Hola. Soy yo otra vez. Potter, el gato.
Os prometí explicaros más cosas cuando descansara, y aquí estoy (bueno, ya se que he tardado, pero ya sabeis como nos gusta dormir a los gatos)
¿Os gusta la foto? Soy yo entre los cipreses de la parte de atrás, el día que me escapé. Me escondí muy bien, no sé como me pudo encontrar mi tita María. ¡Si no movía ni un pelo!
Y es que me encanta la parte de atrás. Hay allí un retazo de tierra donde crecen unas hierbas muy altas. Son tan altas que cuando me meto entre ellas nadie me puede ver. Me encanta...mrrrrrrrrrrrrr. Si hasta se me escapan ronroneos cuando me acuerrrrrrrdo.
Están un poco duras, no son como las de delante de la casa, que están blanditas y hacen cosquillas en la barriga. Pero así es aún mejor, porque cuando pasas por enmedio te susurran cosas al oido:
-Psssss, pssss, psssssssssss. Ven aquí, gatito. Ven a jugar con nossssssssotrasssss. Pssssssss, psssss, pssssss.

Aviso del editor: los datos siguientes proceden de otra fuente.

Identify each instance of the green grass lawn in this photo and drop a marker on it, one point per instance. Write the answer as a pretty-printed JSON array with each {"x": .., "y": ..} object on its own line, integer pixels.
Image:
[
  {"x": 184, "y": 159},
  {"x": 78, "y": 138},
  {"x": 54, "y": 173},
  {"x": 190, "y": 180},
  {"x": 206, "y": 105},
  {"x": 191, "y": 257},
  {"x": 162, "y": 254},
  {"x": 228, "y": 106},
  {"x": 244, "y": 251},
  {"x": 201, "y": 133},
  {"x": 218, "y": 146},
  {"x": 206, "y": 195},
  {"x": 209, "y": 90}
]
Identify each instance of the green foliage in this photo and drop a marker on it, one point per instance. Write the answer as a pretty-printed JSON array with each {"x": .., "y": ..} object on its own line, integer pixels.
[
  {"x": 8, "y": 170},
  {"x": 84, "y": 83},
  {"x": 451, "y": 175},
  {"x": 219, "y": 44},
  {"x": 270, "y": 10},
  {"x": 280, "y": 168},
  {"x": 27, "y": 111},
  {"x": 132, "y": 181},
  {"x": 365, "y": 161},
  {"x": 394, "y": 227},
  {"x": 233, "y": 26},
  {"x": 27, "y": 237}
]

Un poco más abajo, el suelo está cubierto por una capa de hojas verdes de hiedra, justo al pie de una encina pequeña. Las hojas de hiedra no hablan, pero están fresquitas, y un poco húmedas, y dá gusto meter las patitas por allí.
Y luego están los cipreses, toda una hilera de un verde muy oscuro donde solo me puedo meter yo, como en la foto, porque nadie más cabe. Mi tita María me regaña, pero yo cada vez le hago menos caso, je je je.

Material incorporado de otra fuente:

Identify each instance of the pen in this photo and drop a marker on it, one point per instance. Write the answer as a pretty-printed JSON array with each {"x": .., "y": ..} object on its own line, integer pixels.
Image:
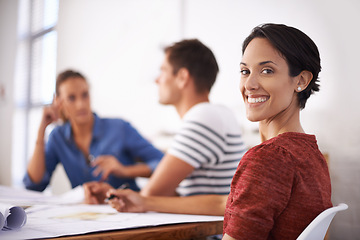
[{"x": 112, "y": 196}]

No sé que es lo que tiene ese trocito de tierra, pero es diferente a todos los demás. No sé, alomejor es el olor. Huele diferente, pero no se porqué. El caso es que cuando llego allí se me ponen todos los pelos de punta, y me dan ganas de saltar, y correr, y maullar, y subirme a los árboles, y esconderme en los matorrales, y cazar bichos y pájaros. Hasta me salen ruiditos raros sin querer y todo.
Por eso cuando me escapé es allí donde fuí. Sin ni siquiera pensarlo.
Yo creo que es por culpa de la voz esa de la parte de atrás de mi cabeza. Desde que salgo a la calle cada vez me habla más, y aún más cuando estoy allí, en la parte de atrás del jardín. Supongo que es porque esa es la parte de atrás de la cabeza de la casa, y ahí es donde viven las voces raras que te hacen hacer cosas inesperadas.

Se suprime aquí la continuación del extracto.